今年の初夏の頃から、ナメクジの大群を見るようになった。いつでも、どこにでもいるわけではない。隣家の塀に現れる。雨上がりの早朝に現れる。
コロナ騒ぎ真っ最中、ひきこもりの日々が始まったある朝、玄関前の掃き掃除をしようとして道に出たとき、ふと隣家の塀を見たら、無地だった塀が模様付きの塀に変わっていた。
それは高さが私の肩くらい、8〜9メートルほどの長さのコンクリート塀だ。
ところが塀の模様ではなかった、模様と見えたのはナメクジの大群だった。35ミリ程度の、ごく細いナメクジが、塀一面にびっしりとついていた。まだ5時前のことで、周囲の家も道路も静まっていた。
模様と見間違うくらいだから、一面についていたと言っても3、4センチの間隔を置いて並んでいたのだ、塀の上から下まで。のろのろしているナメクジが、よくまあ這ったもんだ。
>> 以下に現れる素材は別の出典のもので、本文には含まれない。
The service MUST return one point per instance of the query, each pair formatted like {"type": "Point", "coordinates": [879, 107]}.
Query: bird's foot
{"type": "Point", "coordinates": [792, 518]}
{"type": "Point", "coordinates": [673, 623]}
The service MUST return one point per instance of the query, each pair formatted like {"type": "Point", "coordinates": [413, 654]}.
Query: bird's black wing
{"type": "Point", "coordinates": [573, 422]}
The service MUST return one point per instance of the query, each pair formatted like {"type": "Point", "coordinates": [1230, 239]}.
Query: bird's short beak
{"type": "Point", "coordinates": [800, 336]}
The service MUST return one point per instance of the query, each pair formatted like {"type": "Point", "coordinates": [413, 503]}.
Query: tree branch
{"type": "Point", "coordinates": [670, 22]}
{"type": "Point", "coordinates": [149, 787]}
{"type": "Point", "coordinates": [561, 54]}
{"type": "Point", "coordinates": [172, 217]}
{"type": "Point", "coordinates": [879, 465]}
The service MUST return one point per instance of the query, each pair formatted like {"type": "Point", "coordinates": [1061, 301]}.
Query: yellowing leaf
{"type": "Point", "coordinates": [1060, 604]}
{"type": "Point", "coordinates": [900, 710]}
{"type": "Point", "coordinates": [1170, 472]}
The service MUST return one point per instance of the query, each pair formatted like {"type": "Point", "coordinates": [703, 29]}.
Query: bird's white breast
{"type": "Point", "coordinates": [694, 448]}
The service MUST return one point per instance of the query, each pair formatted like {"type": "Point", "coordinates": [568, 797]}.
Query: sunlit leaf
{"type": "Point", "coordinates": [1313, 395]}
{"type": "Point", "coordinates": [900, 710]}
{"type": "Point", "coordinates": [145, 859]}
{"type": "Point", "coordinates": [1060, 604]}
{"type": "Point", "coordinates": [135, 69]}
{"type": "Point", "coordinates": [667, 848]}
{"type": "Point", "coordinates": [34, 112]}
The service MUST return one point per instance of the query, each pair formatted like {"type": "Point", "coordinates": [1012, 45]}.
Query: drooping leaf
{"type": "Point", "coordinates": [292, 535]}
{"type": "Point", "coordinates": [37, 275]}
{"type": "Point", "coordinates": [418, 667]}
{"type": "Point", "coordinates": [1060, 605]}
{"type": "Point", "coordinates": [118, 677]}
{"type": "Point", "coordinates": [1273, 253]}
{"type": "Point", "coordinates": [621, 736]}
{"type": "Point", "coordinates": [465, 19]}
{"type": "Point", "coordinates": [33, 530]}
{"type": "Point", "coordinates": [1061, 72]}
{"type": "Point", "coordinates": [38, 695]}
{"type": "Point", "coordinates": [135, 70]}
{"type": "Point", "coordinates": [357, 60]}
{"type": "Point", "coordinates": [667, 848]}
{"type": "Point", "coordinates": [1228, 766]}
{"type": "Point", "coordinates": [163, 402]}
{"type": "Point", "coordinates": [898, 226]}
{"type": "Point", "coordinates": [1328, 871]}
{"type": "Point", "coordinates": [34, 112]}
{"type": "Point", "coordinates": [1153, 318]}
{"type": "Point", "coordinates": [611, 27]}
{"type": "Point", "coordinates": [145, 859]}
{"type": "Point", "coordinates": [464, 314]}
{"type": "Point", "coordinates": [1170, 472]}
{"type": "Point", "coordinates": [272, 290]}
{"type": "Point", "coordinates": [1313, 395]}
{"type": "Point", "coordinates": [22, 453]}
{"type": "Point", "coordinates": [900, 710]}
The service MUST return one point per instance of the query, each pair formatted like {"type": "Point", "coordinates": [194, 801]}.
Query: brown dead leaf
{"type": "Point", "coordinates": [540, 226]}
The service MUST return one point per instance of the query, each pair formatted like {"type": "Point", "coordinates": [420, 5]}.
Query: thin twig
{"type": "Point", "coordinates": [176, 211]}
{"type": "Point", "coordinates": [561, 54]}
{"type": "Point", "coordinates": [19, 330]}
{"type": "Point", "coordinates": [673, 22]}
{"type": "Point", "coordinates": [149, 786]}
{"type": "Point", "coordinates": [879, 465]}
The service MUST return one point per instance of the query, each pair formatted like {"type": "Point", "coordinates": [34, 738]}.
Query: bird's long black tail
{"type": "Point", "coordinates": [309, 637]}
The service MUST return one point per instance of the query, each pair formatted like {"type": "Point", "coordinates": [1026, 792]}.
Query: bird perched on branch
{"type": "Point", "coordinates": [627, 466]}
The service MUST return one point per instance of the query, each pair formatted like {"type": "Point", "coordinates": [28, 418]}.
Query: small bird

これは、おぞましい光景だった。寒気を呼ぶ感覚があった。やがて日が昇りゴミ出しに出たときに、見たくもないが、つい横目で見てしまった。びっくりした。一歩進んで、もう一度見直した。
たしかにいたはずの、あの大群が消えていたのである。ただの1匹も残っていなかったのだ。
そこで私は考えた、あののろのろのナメクジが、揃って短時間で移動した。これほど不可解な現象は初めてだ、ナメクジが這う速度とは、いかなるものなのか。塀に現れた目的とは? 
考えたって、答えが出るはずもない、変ねえ! しかない。
この現象は、一度だけでは終わらなかった、ナメクジは繰り返し塀一面を覆い尽くし、やがて大群は、かき消すように消え去るのだった。塀の内側の草むらにこもるのだろうか。
友人にメールで訴えたところ、それは異常気象の影響でしょう、地球がおかしくなっている、という返事。地球規模の事件とも思えないのだが。
やがて酷暑の日が続くようになり、隣家の塀模様は消えた。が、ナメクジの一部が我が庭へ這いこみ、メダカの住処に浮かぶ布袋草の丸い葉に乗っているではないか。しかも成長したのだ、大きくなっていた。
水の上に浮かぶ布袋草の葉に、どのようにして飛び乗ったのだろう? ピンセットで捕獲し、ポリ袋に集めてゴミバケツに入れる。
大群ナメクジ大移動の謎、水上に浮かぶ葉に乗るナメクジの謎。何も解決しないまま、季節は移りゆく。